Implementation:Pyro ppl Pyro ClippedAdam Optimizer
| Field | Value |
|---|---|
| Sources | Pyro |
| Domains | Optimization, Deep_Learning |
| Last Updated | 2026-02-09 12:00 GMT |
Overview
ClippedAdam is a custom Adam optimizer in Pyro with built-in element-wise gradient clipping and per-step learning rate decay, designed for stable training of deep generative models and complex probabilistic programs.
Description
The ClippedAdam class is a custom PyTorch optimizer that extends torch.optim.optimizer.Optimizer and implements the Adam algorithm with two additional features integrated directly into the optimization step:
- Element-wise gradient clipping: Before computing moment estimates, each gradient element is clamped to the range [-clip_norm, clip_norm]. This prevents any individual gradient component from causing disproportionately large parameter updates.
- Per-step learning rate decay: At each optimization step, the learning rate is multiplied by the decay factor
lrd, implementing the schedulelr_t = lr_0 * lrd^t. This provides a simple monotonically decreasing learning rate without requiring an external scheduler.
The raw ClippedAdam optimizer class is defined at pyro/optim/clipped_adam.py (L11--110). A factory function at pyro/optim/optim.py (L277--281) wraps it with PyroOptim to provide Pyro's dynamic parameter management.
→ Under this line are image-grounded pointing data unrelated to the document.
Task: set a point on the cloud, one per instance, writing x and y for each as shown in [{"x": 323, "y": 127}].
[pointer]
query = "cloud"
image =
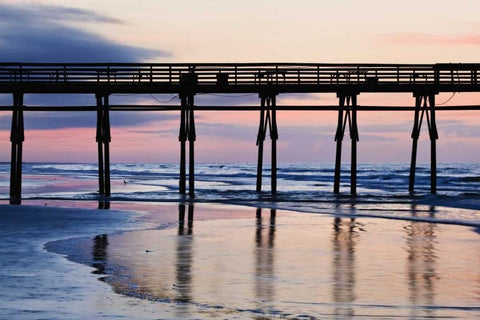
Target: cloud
[
  {"x": 41, "y": 13},
  {"x": 42, "y": 34},
  {"x": 427, "y": 39}
]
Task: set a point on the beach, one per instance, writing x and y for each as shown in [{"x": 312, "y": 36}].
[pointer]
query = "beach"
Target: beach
[{"x": 231, "y": 262}]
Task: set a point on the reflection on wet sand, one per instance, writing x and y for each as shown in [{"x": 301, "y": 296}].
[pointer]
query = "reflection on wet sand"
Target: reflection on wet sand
[
  {"x": 184, "y": 259},
  {"x": 344, "y": 240},
  {"x": 421, "y": 261},
  {"x": 288, "y": 265},
  {"x": 99, "y": 253},
  {"x": 103, "y": 205},
  {"x": 264, "y": 289}
]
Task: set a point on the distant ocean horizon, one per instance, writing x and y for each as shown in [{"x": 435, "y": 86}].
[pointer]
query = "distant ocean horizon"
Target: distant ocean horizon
[{"x": 382, "y": 188}]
The wrapped version is the one exposed to users via from pyro.optim import ClippedAdam.
The optimizer also supports centered variance as an optional feature, where the second moment estimate uses the centered gradient (g - m) instead of the raw gradient g, which can improve stability in some settings.
Usage
Import ClippedAdam from pyro.optim and pass it to pyro.infer.SVI. Use it as a drop-in replacement for Adam when training is unstable or produces NaN losses.
Code Reference
Source Location
- Repository
pyro-ppl/pyro- File
pyro/optim/clipped_adam.pyL11--110- Factory
pyro/optim/optim.pyL277--281
Signature
# Raw optimizer class
class ClippedAdam(Optimizer):
def __init__(
self,
params,
lr: float = 1e-3,
betas: Tuple = (0.9, 0.999),
eps: float = 1e-8,
weight_decay=0,
clip_norm: float = 10.0,
lrd: float = 1.0,
centered_variance: bool = False,
):
# PyroOptim factory (user-facing)
def ClippedAdam(optim_args: dict) -> PyroOptim:
return PyroOptim(pt_ClippedAdam, optim_args)
Import
from pyro.optim import ClippedAdam
I/O Contract
Inputs
| Name | Type | Required | Description |
|---|---|---|---|
optim_args |
dict | Yes | Dictionary of optimizer arguments passed to the underlying ClippedAdam constructor |
optim_args keys:
| Key | Type | Default | Description |
|---|---|---|---|
lr |
float | 1e-3 | Initial learning rate |
betas |
tuple(float, float) | (0.9, 0.999) | Coefficients for computing running averages of gradient and its square |
eps |
float | 1e-8 | Term added to denominator for numerical stability |
weight_decay |
float | 0 | Weight decay (L2 penalty) |
clip_norm |
float | 10.0 | Maximum absolute value for element-wise gradient clipping |
lrd |
float | 1.0 | Learning rate decay multiplier applied per step (set < 1.0 to enable) |
centered_variance |
bool | False | Use centered variance for second moment estimate |
Outputs
| Name | Type | Description |
|---|---|---|
| return value | PyroOptim | A PyroOptim instance wrapping ClippedAdam with dynamic parameter management, gradient clipping, and learning rate decay |
Usage Examples
Basic Usage
from pyro.optim import ClippedAdam
from pyro.infer import SVI, Trace_ELBO
optimizer = ClippedAdam({"lr": 0.005, "clip_norm": 10.0, "lrd": 0.9999})
svi = SVI(model, guide, optimizer, loss=Trace_ELBO())
for step in range(2000):
loss = svi.step(data)
Deep Generative Model Training
from pyro.optim import ClippedAdam
from pyro.infer import SVI, Trace_ELBO
# More aggressive clipping and decay for a VAE
optimizer = ClippedAdam({
"lr": 0.001,
"betas": (0.9, 0.999),
"clip_norm": 5.0,
"lrd": 0.99999,
"weight_decay": 1e-5,
})
svi = SVI(vae_model, vae_guide, optimizer, loss=Trace_ELBO(num_particles=5))
for epoch in range(100):
for batch in dataloader:
loss = svi.step(batch)